Laramie residents are encouraged to join Scott Henkel, University of Wyoming assistant professor in the Department of English and in African American and Diaspora Studies, as he discusses the past, present and future of land-grant universities during a public lecture Monday, May 8.

The lecture, titled “The Humanities and the Land Grant University Mission from the 19th to the 21st Century,” is presented by the Wyoming Institute for Humanities Research and the UW President’s Office, according to a UW news release.

Henkel said land-grant universities like UW, which were established under the Morrill Act of 1862, have a long history of enriching the communities in which they are established.
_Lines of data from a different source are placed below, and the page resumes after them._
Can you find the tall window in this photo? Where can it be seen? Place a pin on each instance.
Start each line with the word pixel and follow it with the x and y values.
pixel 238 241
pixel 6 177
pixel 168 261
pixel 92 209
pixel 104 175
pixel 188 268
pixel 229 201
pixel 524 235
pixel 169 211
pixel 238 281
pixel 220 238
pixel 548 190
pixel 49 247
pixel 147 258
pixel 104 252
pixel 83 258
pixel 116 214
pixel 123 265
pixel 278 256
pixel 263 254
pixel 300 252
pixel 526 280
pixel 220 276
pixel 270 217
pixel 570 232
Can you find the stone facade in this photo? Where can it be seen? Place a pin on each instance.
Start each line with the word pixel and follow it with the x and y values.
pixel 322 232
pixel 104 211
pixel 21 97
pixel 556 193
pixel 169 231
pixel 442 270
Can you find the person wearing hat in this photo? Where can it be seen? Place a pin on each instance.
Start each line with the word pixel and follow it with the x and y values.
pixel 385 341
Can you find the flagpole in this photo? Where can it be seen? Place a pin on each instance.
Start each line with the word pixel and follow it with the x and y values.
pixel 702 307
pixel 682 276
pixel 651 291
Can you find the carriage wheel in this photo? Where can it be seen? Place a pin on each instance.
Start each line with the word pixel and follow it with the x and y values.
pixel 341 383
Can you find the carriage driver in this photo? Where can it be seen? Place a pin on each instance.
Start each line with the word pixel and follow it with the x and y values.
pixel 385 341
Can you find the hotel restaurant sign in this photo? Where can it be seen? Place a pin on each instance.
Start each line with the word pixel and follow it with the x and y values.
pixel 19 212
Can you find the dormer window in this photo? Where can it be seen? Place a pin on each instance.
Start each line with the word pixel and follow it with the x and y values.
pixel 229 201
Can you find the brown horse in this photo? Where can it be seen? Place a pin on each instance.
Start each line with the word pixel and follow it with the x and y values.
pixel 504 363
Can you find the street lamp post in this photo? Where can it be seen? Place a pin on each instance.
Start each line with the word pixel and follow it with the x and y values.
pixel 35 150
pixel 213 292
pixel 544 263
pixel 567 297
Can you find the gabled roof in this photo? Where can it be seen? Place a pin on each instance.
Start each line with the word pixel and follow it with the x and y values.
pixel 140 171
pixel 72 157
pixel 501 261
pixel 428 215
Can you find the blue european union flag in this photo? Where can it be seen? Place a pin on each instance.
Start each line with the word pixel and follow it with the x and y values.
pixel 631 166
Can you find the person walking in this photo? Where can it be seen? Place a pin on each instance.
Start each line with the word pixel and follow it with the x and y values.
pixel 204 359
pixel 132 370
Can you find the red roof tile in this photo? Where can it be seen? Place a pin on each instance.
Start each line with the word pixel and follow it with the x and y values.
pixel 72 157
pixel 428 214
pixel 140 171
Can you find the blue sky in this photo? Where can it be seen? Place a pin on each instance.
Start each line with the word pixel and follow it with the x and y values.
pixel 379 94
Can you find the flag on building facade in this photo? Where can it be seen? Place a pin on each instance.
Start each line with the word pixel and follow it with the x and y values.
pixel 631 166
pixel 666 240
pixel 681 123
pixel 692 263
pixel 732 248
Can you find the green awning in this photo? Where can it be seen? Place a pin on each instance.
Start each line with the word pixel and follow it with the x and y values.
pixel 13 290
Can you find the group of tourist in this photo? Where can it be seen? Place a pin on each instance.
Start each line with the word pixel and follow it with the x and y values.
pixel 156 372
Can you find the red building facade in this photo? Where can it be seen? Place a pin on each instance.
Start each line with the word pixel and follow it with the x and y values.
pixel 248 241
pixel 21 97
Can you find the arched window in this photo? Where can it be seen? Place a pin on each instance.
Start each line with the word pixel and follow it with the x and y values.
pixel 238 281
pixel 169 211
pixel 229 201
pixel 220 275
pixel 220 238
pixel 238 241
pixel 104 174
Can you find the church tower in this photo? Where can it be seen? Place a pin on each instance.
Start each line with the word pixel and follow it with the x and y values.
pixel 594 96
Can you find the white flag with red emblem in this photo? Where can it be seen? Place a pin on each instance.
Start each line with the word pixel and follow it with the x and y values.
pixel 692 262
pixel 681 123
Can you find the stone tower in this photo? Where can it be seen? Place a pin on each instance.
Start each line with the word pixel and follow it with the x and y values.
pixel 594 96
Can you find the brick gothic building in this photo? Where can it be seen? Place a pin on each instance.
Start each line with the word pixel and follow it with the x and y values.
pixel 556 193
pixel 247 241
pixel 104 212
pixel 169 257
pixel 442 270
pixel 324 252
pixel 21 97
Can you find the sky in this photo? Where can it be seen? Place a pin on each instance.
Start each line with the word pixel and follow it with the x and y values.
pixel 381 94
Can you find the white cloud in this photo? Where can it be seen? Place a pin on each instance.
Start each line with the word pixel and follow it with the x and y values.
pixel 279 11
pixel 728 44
“Since their founding in the 19th century, land-grant universities have been among the primary institutions designed to engage the public in the broadest range of humanistic, scientific and cultural education,” Henkel said in a statement. “They were first imagined amid the Civil War and Reconstruction, as part of the effort, in W.E.B. DuBois’s words, to seize ‘the opportunity for a real and new democracy in America’; they were then built to serve the needs of people whose potential had yet to be fulfilled.”

Henkel’s lecture will focus on the history of land-grant universities, in order to consider their possibilities for the future.

The lecture will be held at 4:30 p.m. in the Marian H. Rochelle Gateway Center. The event is free and open to the public.